By Cindy Kranz
The Cincinnati Enquirer
A national bullying prevention expert cites four ingredients that converge to contribute to youth violence.
Bullying is one of them, said Stan Davis, who visited Wyoming Schools recently for a training session on bully prevention. Bullying has a damaging, isolation effect in which children become friendless or constantly teased.
"The more friends and positive relationships you have, the less desperate you become if bullied by someone," said Davis, a school counselor from Wayne, Maine.
But bullying alone does not cause violence, he said. It's usually combined with three other factors:
A culture in which children are exposed to a tremendous amount of violence through television, movies and video games. Heroes on screen are increasingly portrayed using violence as a solution with no repercussions.
Some children are temperamentally more fragile than others, partly because of genetics.

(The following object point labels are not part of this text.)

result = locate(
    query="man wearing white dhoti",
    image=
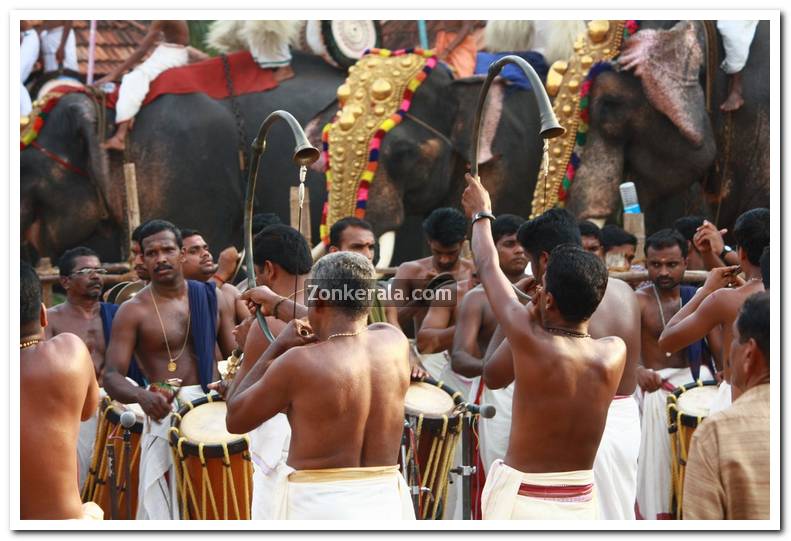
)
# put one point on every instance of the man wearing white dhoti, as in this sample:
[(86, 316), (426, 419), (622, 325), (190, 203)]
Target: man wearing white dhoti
[(172, 326), (563, 379), (342, 384), (170, 53)]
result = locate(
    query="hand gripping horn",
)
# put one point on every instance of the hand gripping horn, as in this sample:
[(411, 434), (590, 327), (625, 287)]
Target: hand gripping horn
[(550, 127), (304, 155)]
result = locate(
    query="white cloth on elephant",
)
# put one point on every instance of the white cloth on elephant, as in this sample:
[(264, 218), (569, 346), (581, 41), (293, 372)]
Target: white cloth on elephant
[(156, 498), (28, 52), (723, 398), (615, 467), (513, 495), (654, 487), (494, 433), (50, 41), (371, 493), (737, 36), (135, 84), (269, 444)]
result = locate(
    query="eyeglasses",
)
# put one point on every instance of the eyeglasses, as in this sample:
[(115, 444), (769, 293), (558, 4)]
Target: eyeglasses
[(88, 271)]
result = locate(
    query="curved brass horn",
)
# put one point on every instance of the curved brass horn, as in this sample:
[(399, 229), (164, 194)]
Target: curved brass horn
[(550, 127), (304, 155)]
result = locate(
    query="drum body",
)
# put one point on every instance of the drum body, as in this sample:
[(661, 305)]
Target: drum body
[(434, 426), (215, 472), (110, 432), (687, 406)]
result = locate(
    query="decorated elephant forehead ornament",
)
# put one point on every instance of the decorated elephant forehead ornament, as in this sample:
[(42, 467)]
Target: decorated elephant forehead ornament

The more stressors there are in a child's life, the more likely a child is to be prone to violence or other problems.
The more protective assets, such as healthy relationships with family and friends, and involvement in community activities, the less likely a child is to engage in early sexual activity, crime and drug use.

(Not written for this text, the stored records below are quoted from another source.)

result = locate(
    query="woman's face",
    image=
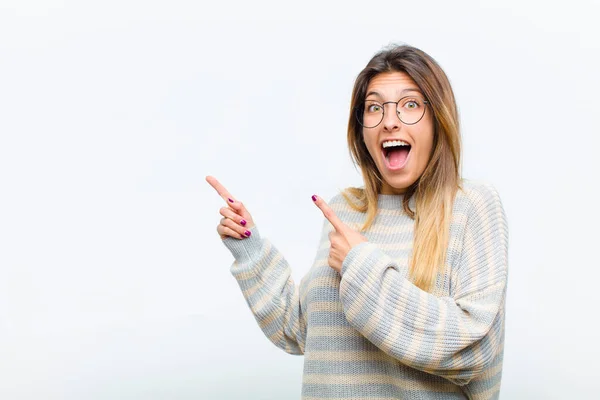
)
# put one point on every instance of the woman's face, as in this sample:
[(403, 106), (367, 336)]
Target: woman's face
[(400, 165)]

Schools must be on the frontlines in the war against bullying, he said, but they are not to blame for the behavior.
"The school is the arena for bullying because this is the only place children who don't like each other have to be together," Davis said.
At Wyoming Middle School, Davis told students that bullying is best combated through teamwork.
Bystanders, who outnumber bullies 10-to-1 in every school, are an effective tool in helping to stop bullying, Davis said.
"If we're going to change things, it takes the rest of us, the bystanders, who have the power because they have back-up."